A midsize hospital could have as many as 15 different wireless systems, including pagers, and a multihospital chain could have as many as 40, said Steve Lorenc, general manager of GE Healthcare.
As the numbers and types of wireless applications used in hospitals grow, several companies are offering to replace parallel networks in hospitals with infrastructures that support multiple kinds of devices. Most of these companies, including MobileAccess, Airwave, InnerWireless Inc. and Meru Networks, have experience installing their networks in large private and public buildings as well as university campuses.
But whether or not hospitals will use these companies is "the golden question," said Steve Tobin, an analyst in health and life sciences IT with Frost and Sullivan. "Youre talking about a plethora of products to be managed. Its the hospitals choice" how it will do so. The deal between GE Healthcare and MobileAccess is an attempt to better penetrate a difficult hospital market.

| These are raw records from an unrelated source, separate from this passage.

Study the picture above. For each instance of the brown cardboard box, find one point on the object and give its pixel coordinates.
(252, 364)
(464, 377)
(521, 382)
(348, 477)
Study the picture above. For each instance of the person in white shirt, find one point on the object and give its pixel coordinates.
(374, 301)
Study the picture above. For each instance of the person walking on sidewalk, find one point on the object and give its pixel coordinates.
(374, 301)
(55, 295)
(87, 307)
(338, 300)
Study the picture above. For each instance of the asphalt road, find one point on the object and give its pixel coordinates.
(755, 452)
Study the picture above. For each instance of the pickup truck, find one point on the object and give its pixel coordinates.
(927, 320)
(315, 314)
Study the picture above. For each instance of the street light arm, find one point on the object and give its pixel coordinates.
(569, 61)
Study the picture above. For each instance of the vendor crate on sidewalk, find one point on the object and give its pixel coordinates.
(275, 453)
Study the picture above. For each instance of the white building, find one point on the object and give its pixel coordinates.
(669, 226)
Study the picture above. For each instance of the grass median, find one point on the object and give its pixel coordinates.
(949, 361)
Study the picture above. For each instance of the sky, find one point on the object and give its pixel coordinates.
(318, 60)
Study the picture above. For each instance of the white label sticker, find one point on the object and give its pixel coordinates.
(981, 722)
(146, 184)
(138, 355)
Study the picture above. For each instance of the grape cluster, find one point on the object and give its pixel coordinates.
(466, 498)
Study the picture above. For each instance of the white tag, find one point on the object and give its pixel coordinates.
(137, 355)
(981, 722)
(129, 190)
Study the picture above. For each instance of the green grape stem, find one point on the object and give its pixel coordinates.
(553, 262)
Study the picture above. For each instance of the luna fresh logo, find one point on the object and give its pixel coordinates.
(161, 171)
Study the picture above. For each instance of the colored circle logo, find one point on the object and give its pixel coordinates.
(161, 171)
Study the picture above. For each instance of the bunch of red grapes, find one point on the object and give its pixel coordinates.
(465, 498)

The advantage of a common wireless infrastructure is "eliminating disparate networks that have different management capabilities," said Cathy Zatloukal, CEO of MobileAccess, so that IT staffs do not need to install, maintain and troubleshoot parallel, stand-alone infrastructures to support voice, data and other transmissions. Such consolidation can lower costs and increase reliability, she said.
GE Healthcare entered the partnership with MobileAccess because of plans to expand its offerings in medical telemetry. This technology transmits data from devices like glucose monitors and ECGs directly to a computer system. The technology can automatically track patients conditions over time and alert clinicians of life-threatening problems, but it also requires absolutely reliable connectivity.
As use of telemetry applications expands, said Lorenc, hospitals need a wireless infrastructure that is simple to manage and that never loses or delays data.